Profesiones estables, cuyas exigencias de competencia profesional apenas cambian a lo largo de la vida profesional.
El sistema de educación superior, y de alguna manera el del conjunto del sistema educativo, daba respuesta a estas necesidades específicas del mercado laboral. La palabra «licenciado», de tanto arraigo en nuestros sistemas universitarios, representa bien ese sentido que se le ha dado a la universidad como otorgadora de licencias para ejercer las profesiones. Lógicamente, si se trataba de formar para pro-fesiones que además iban a ser estables durante mucho tiempo, las universidades formaban enseñando el estado del arte en cada profesión. Todos los conocimientos que podían ser necesarios para ejercerla debían ser inculcados en los jóvenes estudiantes. La hipótesis era que todo lo que no se aprendía en la universidad ya no se iba a aprender después. Los profesores, actores principales del proceso educativo, debían procurar que los estudiantes aprendieran el máximo de conocimientos específicos que fueran a ser necesarios en la vida laboral, pero, sobre todo, que los profesores deberían garantizar que ningún estudiante que obtuviera el título académico (que igualmente era el profesional) careciera de esos conocimientos imprescindibles para el ejercicio de la profesión. La universidad y el profesor eran –y siguen siendo– garantes de que los graduados tengan la competencia profesional necesaria. Las universidades no sólo dan la habilitación académica sino también la profesional, al contrario de lo que sucede en el mundo anglosajón, en el que la habilitación para el ejercicio profesional la otorgan los gremios profesionales y no las universidades. Este es un hecho relevante que podría cambiar pronto, y que supondría una auténtica revolución en el modelo tradicional de las universidades.

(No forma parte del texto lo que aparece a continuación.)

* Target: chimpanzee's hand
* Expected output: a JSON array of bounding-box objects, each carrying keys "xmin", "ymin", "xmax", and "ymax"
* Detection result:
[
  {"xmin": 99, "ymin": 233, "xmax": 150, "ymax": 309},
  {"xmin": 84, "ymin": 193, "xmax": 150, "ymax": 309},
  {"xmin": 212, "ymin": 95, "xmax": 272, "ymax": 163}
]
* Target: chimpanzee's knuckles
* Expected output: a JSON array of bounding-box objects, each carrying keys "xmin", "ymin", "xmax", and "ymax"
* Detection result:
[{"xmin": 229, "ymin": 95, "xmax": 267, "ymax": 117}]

Este modelo educativo, que se creó hace dos siglos, sigue presente en buena medida en la universidad española. Una reciente encuesta (Teichler y Schonburg, 2004) realizada a graduados universitarios europeos y españoles, muestra el parecer que estos graduados tienen sobre el tipo de formación que han recibido en la universidad. La encuesta se realizó en el año 1999 a personas que habían terminado sus estudios cuatro años antes. Por tanto, se trataba de opiniones de graduados que habían asistido a la universidad en la década de los 90, es decir, durante la época de las reformas educativas que tuvieron lugar a principios de ese período en España. Los resultados de una de las cuestiones planteadas (el énfasis que se hacía en la universidad sobre una serie de aspectos) se muestra en la tabla 1. En la primera columna se presentan los resultados referidos a Europa, y en la segunda los correspondientes a España.

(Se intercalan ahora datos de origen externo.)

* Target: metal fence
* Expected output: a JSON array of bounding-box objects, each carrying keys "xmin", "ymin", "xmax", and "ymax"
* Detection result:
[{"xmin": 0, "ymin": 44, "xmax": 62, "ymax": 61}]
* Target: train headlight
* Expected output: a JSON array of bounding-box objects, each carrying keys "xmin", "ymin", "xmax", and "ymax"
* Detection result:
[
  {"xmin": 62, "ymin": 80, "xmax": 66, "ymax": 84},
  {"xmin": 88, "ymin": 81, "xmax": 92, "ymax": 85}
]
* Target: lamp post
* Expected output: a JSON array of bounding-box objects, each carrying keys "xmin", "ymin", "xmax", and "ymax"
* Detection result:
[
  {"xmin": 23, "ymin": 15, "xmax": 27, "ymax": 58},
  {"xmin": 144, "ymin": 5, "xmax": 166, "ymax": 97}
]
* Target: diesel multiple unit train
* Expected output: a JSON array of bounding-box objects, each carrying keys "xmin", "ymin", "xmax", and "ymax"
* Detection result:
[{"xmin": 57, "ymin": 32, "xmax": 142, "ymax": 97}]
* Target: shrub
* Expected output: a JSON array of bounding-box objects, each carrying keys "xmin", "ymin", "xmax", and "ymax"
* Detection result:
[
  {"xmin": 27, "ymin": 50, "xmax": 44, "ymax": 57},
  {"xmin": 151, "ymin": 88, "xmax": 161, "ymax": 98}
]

El modelo pedagógico del sistema universitario español queda perfectamente definido en los resultados de esta tabla. Los graduados creen que la universidad hace hincapié en la transmisión de teorías y de conceptos, mientras que el aprendizaje independiente, el conocimiento instrumental, el aprendizaje basado en problemas y en proyectos, las actitudes y habilidades sociales y comunicativas, la adquisición directa de experiencia laboral, no superan el valor central del 5. Además de teorías y de conceptos, el sistema concede importancia a la asistencia a clase y al consiguiente valor del profesor como fuente fundamental de información.